Os PMs tentaram, em seguida, desocupar a avenida Rio Branco com bombas de efeito moral e gás de pimenta. Os ativistas revidaram com fogos de artifício e recuaram pelas vias que levam ao Aterro do Flamengo e Lapa. Orelhões foram incendiados, placas foram arracandas, pontos de ônibus destruídos, o que deixou, pelo menos, seis pontos de incêndio na Cinelândia. Além disso, um microônibus e uma viatura da PM foram apedrejados e incendiados perto da rua do Passeio.
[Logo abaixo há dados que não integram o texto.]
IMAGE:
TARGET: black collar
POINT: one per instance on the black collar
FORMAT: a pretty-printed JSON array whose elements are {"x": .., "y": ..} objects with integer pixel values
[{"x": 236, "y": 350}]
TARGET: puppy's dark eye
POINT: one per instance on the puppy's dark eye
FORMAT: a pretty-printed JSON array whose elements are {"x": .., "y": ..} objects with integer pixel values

Os policiais do Batalhão de Choque (BPChq) dispersaram os manifestantes somente por volta das 22h30. A confusão ocorreu depois da manifestação sem incidentes, que reuniu entre 5 mil e 10 mil profissionais no Dia dos Professores, em passeata da Candelária até o local do confronto. Na ação, os policiais usaram bombas de efeito moral e gás lacrimogênio.

Por volta das 23h30, os policiais do Choque fizeram um cordão de isolamento no entorno, incluindo a Câmara Municipal, e revistaram cerca de 80 pessoas que permaneceram no local. A ação, no entanto, foi marcada por truculência. Vários ativistas que ainda protestavam de forma pacífica tiveram mochilas revistas e foram colocados em ônibus da corporação. Algumas barracas em frente à Casa foram destruídas.

Mais de 40 pessoas foram detidas e encaminhadas para a 5ª (Mem de Sá), 6ª (Cidade Nova) e 17ª DP (São Cristóvão). Outros dois ônibus municipais foram parados para que ativistas fossem encaminhados para as delegacias. Membros da Comissão de Direitos Humanos da Ordem dos Advogados do Brasil (OAB) foram acionados e acompanharam o procedimento dos policiais.